Os concertos no Coliseo de Puerto Rico José Miguel Agrelot, em San Juan, após o lançamento de seu álbum “Debí Tirar Más Fotos”, em janeiro, acontecem no meio da temporada de furacões e terminam em setembro, o mesmo mês em que Porto Rico foi devastado em 2017.
A destruição causada pela tempestade teve um impacto duradouro em Bad Bunny, que cresceu em Vega Baja, e desde então ele tem usado sua plataforma global para destacar as lutas do arquipélago, desde apagões crônicos até o deslocamento de moradores locais em meio a incentivos fiscais para investidores ricos.

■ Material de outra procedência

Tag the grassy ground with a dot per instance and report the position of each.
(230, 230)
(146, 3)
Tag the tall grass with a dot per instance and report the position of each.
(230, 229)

Sua crítica chegou até mesmo ao turismo em Porto Rico: sua canção “Turista” usa um breve caso amoroso como metáfora para visitantes inconsequentes.
“Os turistas vêm a lugares como Porto Rico, se divertem por um tempo, veem as melhores paisagens, o melhor pôr do sol, dançam um pouco, comem boa comida”, disse ele em uma entrevista de rádio. “Depois vão embora, e não ficam sabendo ou não precisam lidar com os problemas que o país está enfrentando.”
Aqui estão algumas maneiras de mergulhar mais profundamente na cultura e história de Porto Rico para aqueles que vão assistir aos seus shows (ou que só gostariam de poder).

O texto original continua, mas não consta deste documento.